隠し持っていたのか、手にバタフライナイフを持ち、落ち着き無く体を揺らして、達也達を睨みつけている。
「全く……、逃げ切れるわけねえだろうが!」
車から降りながら、富田が怒気を孕んだ声で叫ぶ。
男に近づきながら達也が声を掛ける。
「そこを動くな。これより、非労働者再生法第9条11項に基づき……」
「もう、いいよ!」
富田が遮る。相当頭に来ているようだ。
「……来るな、来るんじゃねぇ。おまえらに捕まるなんざまっぴらだ」
男は、半分脱げかかったトレーナーパンツを押さえようともせず、ナイフを振り回す。
「ああ、めんどくせえ。
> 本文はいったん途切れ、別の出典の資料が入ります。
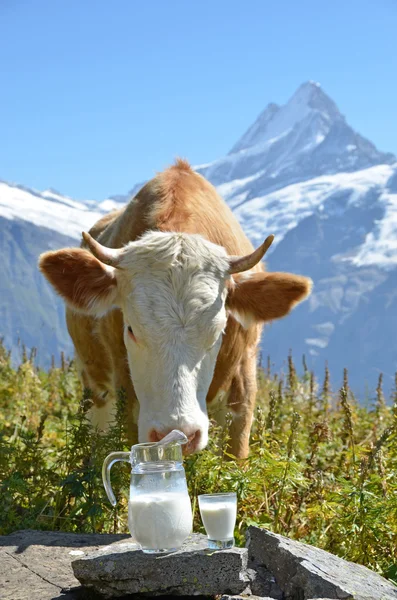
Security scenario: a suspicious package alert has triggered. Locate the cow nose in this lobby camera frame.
[149,429,201,455]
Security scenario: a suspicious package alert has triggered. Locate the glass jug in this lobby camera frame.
[102,430,193,553]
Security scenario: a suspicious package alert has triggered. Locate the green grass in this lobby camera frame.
[0,346,397,580]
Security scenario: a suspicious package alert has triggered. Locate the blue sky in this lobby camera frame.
[0,0,397,199]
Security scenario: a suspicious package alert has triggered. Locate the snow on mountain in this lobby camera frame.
[197,82,396,194]
[0,82,397,393]
[0,182,116,239]
[232,165,397,268]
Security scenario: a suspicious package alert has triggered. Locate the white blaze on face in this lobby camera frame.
[119,233,229,450]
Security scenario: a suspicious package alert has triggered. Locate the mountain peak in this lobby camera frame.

撃っちまえよ、神条。撃て」
「いや、それは……」
「誰も見てねぇって。訓練の成果を見せてみろよ」
「私が拘束します」
「なんだよ、強制労働組のくせして上の命令が聞けないのかよ」
達也は富田を無視すると、ゆっくり男に近づいて行った。
やおら、男がナイフを握った拳を振り上げ奇声を上げながら、達也に向かってくる。
弱々しく空を切る男のナイフを軽くかわすと、後ろから羽交い締めにして路上に倒し押さえ込む。
すかさずナイフをもぎ取り、後ろ手で手錠を掛けた。
動きを封じられても、男は叫び続ける。
「俺は知ってるんだからな!再生施設に行ったらどうなるか!お前ら、こんなことして何とも思わないのか!!」
男を引きずって、やっとの事で車の後部座席に押し込んだ。
男はシートの上でなおも暴れながら、達也の顔に唾を吐きかける。
「おまえなんざ、RATS(ラッツ)の餌食になればいいさ」
RATS……? 何の事だ。
始めて聞く名前だった。
富田は何もせず、腰に手を当てたまま達也を睨んでいた。